TICAS also urged states to set “institutional accountability standards” for schools accepting federal funds. It wrote that while state attorneys have been involved in investigating poorly-performing colleges and universities, there are things states can do before students are harmed, such as by implementing policies like requiring schools to pass set graduation and default measures before being eligible for state grant aid, which is currently the practice in California.

"While student loans can be an excellent investment, there is a crisis among the millions of students who struggle to repay their loans, and they are disproportionately students of color or from low-income families," TICAS President James Kvaal said in a press release. "We need to invest more in student aid and in colleges to reduce students' need to borrow, and make their loans easier to repay."

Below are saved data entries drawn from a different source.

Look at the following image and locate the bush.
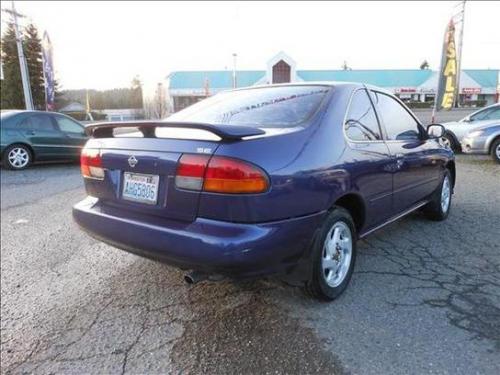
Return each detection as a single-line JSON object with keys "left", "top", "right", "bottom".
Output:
{"left": 63, "top": 111, "right": 107, "bottom": 121}
{"left": 406, "top": 102, "right": 434, "bottom": 109}
{"left": 461, "top": 100, "right": 487, "bottom": 108}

In its report, TICAS also urged federal policymakers to adopt new laws and guard current protections to assist student borrowers. TICAS wrote that “the most effective way to reduce student debt is to reduce the amount students are asked to pay,” and suggested that policymakers work toward increasing and strengthening Pell Grants.

“Need-based grants reduce low- and moderate-income students’ need to borrow, yet Pell Grant recipients continue to bear disproportionate student debt burdens. This is in no small part due to the fact that the Pell Grant currently covers the lowest share of the cost of college in the program’s history,” TICAS wrote. “We recommend that Congress work toward doubling the maximum federal Pell Grant to restore its purchasing power, and also permanently restore its prior automatic annual in ation adjustment in order to maintain the grant’s value going forward.”

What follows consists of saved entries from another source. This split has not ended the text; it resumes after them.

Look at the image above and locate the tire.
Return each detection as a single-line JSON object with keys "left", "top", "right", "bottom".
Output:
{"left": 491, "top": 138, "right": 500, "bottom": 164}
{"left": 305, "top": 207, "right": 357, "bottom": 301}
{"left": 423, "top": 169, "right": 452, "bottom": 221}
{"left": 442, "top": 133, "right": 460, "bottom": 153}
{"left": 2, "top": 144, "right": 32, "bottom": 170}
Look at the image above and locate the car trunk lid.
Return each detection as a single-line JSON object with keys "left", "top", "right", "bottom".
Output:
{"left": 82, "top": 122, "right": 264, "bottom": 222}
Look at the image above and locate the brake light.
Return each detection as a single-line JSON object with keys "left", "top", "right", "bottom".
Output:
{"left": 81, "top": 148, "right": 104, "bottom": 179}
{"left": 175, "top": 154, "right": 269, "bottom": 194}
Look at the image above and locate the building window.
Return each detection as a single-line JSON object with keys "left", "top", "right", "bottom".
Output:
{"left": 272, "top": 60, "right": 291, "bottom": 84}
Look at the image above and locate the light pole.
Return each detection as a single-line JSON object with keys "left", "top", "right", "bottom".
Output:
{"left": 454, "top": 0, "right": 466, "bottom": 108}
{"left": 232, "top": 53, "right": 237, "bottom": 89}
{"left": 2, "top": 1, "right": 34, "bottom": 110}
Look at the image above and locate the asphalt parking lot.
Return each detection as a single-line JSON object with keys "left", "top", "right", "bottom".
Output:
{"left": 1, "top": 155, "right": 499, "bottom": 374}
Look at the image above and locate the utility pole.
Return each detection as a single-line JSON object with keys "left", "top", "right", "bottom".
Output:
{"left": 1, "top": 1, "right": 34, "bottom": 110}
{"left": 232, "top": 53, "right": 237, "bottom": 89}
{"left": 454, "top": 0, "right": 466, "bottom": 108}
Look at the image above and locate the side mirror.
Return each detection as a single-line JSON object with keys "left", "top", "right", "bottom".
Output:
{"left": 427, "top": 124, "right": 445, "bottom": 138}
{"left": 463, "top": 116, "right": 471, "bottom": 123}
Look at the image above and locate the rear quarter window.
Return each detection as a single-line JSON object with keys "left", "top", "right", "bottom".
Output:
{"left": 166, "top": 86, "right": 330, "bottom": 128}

TICAS also wrote that federal policymakers should make loan repayment “simple, manageable, and fair,” through efforts such as streamlining IDR plans into a single plan to simplify the loan repayment system, allowing students to give permission to ED to access their tax information when applying for IDR plans to reduce additional paperwork and chances of error, and improving students’ experiences with federal loan servicers.

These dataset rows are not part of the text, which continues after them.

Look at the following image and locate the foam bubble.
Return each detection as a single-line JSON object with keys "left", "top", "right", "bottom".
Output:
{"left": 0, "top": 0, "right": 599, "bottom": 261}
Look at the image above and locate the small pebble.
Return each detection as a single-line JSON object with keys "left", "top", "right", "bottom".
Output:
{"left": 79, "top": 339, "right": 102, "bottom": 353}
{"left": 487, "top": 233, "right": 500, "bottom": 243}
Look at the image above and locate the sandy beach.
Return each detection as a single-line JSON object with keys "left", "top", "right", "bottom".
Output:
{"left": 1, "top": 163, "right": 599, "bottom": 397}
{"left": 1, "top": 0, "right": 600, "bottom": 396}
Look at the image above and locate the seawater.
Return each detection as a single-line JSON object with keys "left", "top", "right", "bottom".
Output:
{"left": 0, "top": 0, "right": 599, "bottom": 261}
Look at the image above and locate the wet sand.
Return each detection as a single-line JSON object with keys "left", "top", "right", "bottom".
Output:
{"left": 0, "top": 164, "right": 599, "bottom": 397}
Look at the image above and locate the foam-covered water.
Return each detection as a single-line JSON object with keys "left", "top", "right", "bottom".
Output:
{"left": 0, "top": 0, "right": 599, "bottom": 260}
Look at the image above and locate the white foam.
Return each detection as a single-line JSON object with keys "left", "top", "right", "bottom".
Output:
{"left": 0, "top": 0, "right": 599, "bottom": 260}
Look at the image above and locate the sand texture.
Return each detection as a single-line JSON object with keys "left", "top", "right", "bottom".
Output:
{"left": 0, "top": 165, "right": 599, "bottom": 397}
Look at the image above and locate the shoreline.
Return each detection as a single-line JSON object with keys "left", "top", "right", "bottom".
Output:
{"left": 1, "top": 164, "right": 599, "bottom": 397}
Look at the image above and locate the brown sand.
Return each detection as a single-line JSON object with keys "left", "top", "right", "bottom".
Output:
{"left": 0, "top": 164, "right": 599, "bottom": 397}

Other recommendations for policymakers included supplying students with more data on graduation rates, borrowing trends, and debt rates. TICAS also urged Congress to keep and strengthen consumer protections already in place, such as gainful employment and the 90/10 rule, which may be eliminated through the reauthorization of the Higher Education Act.

"It's clear we need to do far more to protect the most vulnerable students,” Diane Cheng, research director at TICAS and a coauthor of the report said. “A college degree is a powerful tool for social mobility, but unaffordable student debt can hold borrowers back."

 

Publication Date: 9/19/2018


Mark L | 9/19/2018 3:53:53 PM

The use of the average, versus the median, as the measure of central tendency for any monetary measure is inherently biased: skewed to the right. Debt cannot drop below $0. Outliers drive the average. Separate from the effective distortion of typical debt, these numbers scare many of the students and families with whom I speak. Worse, it weighs heavily on the decision to attend among those for whom a college degree will have the greatest positive impact.